Abstract

Pediatric heart transplant (HTx) recipients display impaired CD8+ T cellular immune surveillance due to chronic immunosuppression and thus are at increased risk of EBV-associated post-transplant lymphoproliferative disorders (PTLD). Approximately 70% of asymptomatic pediatric HTx patients who seroconvert after HTx carry EBV loads in peripheral blood. One third of these patients display high chronic EBV loads (> 16,000 genomic copies/ml), and have up to 45% rate of progression to late onset PTLD. Here we used microarray analyses to investigate the hypothesis that CD8+ T cell transcriptional signatures are different between asymptomatic pediatric HTx patients that carry EBV loads vs. asymptomatic patients that do not carry EBV loads in peripheral blood.

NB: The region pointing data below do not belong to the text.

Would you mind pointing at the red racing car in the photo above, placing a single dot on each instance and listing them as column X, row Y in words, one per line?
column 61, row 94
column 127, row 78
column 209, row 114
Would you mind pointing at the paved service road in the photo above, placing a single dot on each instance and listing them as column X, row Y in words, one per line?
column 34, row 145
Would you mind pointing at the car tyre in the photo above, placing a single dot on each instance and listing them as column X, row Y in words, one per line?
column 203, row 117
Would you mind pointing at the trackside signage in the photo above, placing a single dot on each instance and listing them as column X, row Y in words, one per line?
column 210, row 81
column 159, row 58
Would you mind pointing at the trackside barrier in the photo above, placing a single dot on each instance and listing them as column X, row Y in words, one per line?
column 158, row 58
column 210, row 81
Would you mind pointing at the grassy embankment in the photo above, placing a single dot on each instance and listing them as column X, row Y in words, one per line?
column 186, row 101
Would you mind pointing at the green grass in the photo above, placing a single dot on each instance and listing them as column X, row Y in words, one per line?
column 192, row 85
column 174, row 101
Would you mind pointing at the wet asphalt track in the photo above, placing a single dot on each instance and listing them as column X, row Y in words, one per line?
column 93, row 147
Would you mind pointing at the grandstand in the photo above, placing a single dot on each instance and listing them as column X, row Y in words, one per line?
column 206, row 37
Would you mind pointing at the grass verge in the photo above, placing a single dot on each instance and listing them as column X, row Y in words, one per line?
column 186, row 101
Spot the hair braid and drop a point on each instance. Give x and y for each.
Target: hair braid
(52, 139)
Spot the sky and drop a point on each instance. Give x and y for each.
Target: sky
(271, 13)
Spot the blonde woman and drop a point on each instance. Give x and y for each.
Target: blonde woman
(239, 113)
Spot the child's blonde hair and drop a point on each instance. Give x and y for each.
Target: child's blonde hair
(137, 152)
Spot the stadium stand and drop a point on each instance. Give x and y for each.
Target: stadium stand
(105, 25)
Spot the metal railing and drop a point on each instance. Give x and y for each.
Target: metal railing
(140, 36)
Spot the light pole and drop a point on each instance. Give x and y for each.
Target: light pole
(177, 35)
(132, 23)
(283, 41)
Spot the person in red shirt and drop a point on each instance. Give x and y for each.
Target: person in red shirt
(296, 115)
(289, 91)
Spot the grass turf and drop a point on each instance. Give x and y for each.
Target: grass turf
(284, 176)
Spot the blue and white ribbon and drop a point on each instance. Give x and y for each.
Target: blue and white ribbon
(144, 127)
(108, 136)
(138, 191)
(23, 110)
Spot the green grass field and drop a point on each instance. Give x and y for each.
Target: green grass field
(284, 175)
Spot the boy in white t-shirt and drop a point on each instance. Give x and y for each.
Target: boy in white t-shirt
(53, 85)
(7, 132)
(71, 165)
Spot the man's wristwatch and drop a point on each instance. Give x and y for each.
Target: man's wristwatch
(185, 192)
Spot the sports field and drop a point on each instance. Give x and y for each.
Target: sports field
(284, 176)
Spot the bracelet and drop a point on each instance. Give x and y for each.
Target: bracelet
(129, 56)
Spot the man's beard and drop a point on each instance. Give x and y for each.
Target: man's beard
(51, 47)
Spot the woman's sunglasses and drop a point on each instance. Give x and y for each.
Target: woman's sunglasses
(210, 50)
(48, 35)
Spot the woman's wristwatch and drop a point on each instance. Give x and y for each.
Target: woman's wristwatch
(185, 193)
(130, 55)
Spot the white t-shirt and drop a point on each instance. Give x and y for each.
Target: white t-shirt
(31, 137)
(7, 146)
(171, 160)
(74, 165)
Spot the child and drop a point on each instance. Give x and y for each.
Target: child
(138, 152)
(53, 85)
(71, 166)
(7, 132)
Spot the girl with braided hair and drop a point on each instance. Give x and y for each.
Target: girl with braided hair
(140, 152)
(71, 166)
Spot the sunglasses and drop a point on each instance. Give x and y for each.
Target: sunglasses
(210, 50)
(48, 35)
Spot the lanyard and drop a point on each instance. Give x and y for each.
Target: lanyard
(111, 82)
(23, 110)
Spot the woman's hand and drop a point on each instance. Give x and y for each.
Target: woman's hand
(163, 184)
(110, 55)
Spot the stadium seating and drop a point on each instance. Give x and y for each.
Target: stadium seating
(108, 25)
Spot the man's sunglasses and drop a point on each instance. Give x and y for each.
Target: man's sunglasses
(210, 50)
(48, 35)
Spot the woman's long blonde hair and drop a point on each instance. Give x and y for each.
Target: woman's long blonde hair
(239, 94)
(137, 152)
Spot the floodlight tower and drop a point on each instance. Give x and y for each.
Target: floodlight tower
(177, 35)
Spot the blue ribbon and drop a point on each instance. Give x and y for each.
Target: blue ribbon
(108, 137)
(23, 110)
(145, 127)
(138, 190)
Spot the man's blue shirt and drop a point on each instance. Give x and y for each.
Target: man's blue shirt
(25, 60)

Six EBV seropositive asymptomatic, gender-, age-, and immunosuppression-matched pediatric HTx recipients were recruited to the study and consisted of: (i) undetectable viral load (UVL, n=2) carriers, resembling “normal” EBV latency; (ii) low viral load (LVL n=2) carriers; (iii) high viral load (HVL n=2) carriers. RNA was extracted from highly purified CD8+ T cells, amplified and hybridized to the Affymetrix H133 2.0 Plus Array. Perfect match data were normalized using the RMA method as implemented in BRB Array Tools. Differentially expressed genes were found for each comparison using the J5 test at threshold |J5|>12. Impacted pathways were studied using Pathway Express. Transcriptional signatures (transcripts, pathways, and networks) for pro-inflammatory cytokines and chemokines were significantly increased in CD8+ T cells from LVL and HVL carriers as compared to UVL carriers. In addition, CD8+ T cell from HVL carriers uniquely revealed up-regulation of transcripts relevant for apoptosis and for cross-talk to B lymphocytes, as well as macrophage-specific transcripts critical for cell migration and inflammation. These results indicate significant differences in the transcriptional profiles of CD8+ T cells from patients that carry EBV loads suggesting that these transcriptional signatures could be used as early surrogate biomarkers to monitor and assess patients at risk of complications that may benefit for prompt clinical intervention.